About

Photo of Gillian

Gillian was born in England in 1954. Her father was in the Royal Air Force which meant that the family moved every two or three years, traveling all over England and also in Europe. Before the age of eleven, she went to five different schools and she quickly discovered that a good book was a useful thing to have until you settled in and made new friends. The pace slowed down once she became a teenager and she only went to two high schools. Although there is a family story that she announced her intention to be a writer when she was only five, Gillian’s intended career changed constantly throughout her childhood and teenage years and was normally influenced by whatever she had just read.

Gillian as a baby

By the time she was sixteen, she narrowed it down to two possible careers – an archaeologist (she still has a passion for Vikings) or an English teacher.

Before training as a teacher, Gillian had a variety of jobs which included working in stores, in banks, and in restaurants, all of which have provided material for her writing. In 1976, she started teacher training, graduating with a degree in English and Education in 1980. In her last year of university, Gillian worked as a bar tender which was useful in two ways: first of all, she made enough money to live on; and, secondly, she met her husband, Henry Chan whom she married in 1982.

Gillian taught English for ten years in high schools and then came to live in Canada in 1990, settling in Dundas, Ontario where she still lives.
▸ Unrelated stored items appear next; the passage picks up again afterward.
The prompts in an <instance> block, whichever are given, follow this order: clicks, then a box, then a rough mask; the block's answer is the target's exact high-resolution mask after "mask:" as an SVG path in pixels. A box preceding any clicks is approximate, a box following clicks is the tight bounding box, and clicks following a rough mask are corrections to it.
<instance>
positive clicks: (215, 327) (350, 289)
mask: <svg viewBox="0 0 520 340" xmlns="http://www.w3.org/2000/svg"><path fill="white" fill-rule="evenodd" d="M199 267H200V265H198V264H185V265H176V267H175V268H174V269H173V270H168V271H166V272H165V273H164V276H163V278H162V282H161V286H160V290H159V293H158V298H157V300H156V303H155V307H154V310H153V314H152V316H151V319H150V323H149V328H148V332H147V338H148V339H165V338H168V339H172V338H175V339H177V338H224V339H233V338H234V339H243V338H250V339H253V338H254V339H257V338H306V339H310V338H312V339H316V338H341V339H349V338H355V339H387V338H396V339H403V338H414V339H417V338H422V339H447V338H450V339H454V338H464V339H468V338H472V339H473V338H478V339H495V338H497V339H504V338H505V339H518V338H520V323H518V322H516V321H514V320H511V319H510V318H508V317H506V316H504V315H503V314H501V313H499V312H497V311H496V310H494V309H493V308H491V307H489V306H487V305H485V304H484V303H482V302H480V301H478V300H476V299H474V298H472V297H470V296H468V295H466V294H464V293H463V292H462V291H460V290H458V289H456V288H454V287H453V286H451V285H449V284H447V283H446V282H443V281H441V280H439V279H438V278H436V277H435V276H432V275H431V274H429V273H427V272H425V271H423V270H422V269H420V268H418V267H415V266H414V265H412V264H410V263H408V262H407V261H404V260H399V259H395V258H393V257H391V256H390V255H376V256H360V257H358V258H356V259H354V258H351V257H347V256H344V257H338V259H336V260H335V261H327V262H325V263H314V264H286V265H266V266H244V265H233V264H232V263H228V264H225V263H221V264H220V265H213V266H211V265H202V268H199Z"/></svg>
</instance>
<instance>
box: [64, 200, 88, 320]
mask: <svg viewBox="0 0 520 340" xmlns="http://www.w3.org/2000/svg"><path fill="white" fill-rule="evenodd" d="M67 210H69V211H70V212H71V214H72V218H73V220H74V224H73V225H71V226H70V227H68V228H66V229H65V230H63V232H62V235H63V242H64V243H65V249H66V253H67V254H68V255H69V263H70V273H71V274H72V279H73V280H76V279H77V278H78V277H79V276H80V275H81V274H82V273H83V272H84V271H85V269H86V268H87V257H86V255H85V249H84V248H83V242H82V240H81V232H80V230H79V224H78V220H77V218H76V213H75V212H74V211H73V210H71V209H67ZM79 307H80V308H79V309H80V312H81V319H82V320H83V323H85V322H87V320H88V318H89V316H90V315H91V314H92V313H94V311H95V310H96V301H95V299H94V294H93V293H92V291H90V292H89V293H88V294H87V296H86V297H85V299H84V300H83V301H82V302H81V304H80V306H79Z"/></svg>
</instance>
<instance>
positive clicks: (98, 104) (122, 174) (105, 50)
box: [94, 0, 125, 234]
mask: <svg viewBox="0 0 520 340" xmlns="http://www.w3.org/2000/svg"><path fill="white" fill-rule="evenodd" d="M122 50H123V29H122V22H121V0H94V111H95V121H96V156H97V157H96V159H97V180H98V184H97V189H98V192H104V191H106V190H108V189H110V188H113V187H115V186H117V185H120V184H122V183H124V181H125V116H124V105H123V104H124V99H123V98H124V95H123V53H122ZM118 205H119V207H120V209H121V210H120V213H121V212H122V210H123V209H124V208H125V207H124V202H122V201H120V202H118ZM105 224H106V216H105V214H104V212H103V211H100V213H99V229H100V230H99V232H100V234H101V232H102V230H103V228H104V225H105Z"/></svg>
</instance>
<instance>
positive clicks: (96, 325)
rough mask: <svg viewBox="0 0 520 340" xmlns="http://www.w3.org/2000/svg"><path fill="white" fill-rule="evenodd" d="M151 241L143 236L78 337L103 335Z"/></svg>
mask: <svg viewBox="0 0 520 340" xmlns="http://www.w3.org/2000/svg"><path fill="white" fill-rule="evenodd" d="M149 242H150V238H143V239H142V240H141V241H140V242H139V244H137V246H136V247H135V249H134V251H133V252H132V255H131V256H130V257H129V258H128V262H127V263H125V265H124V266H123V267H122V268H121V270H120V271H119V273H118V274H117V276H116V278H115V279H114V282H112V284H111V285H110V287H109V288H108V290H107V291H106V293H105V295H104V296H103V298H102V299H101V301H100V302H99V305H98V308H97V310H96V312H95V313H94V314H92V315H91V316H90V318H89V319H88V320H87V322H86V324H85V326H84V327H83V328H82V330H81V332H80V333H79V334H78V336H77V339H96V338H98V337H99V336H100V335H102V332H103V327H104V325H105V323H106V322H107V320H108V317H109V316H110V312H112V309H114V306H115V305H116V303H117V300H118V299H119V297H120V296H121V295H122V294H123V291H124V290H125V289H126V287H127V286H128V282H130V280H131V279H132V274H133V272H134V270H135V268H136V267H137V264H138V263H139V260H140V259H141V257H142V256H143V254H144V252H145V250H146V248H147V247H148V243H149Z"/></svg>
Little Gillian dressed as a nurse

Ever since she can remember, Gillian has always written – she has a drawer full of really embarrassing poetry that she wrote when she was a teenager – but never thought about getting her work published until 1991 when she took a course on writing short stories. One story, about a boy who watches a bully pick on another kid, caught people’s attention with people wanting to know about some of the other characters. This gave Gillian the idea of writing a series of linked stories in which the same characters kept appearing. These short stories became Golden Girl and Other Stories which was published by Kids Can Press in 1994. The sequel to this book, Glory Days and Stories came out in 1996.

Gillian made the switch to novels in 2001 with the publication of The Carved Box an historical fantasy, featuring two of her great loves – Dundas and dogs. A Foreign Field was published in the fall of 2002, a WWII story drawing upon family history. In 2004 Gillian contributed to the very successful Scholastic series Dear Canada with An Ocean Apart – the Gold Mountain Diary of Chin Mei-ling. After two historical novels Gillian made the switch to fantasy and The Turning, which came out in 2005 is about a Canadian boy living in England for a year who is drawn against his will into the world of English legends. When Scholastic published the I Am Canada series – a companion to Dear Canada but with boys as protagonists – Gillian was asked to contribute and this has resulted in two novels. The first A Call to Arms deals with the war of 1812 and a young boy from Ancaster, Sandy MacKay, who wants to fight alongside his father and older brother. Gillian’s most recent book is Defend or Die, the Siege of Hong Kong, 1941 telling the story of Jack Finnigan, a soldier in the Royal Rifles of Canada, who fights to defend Hong Kong and his subsequent imprisonment by the Japanese.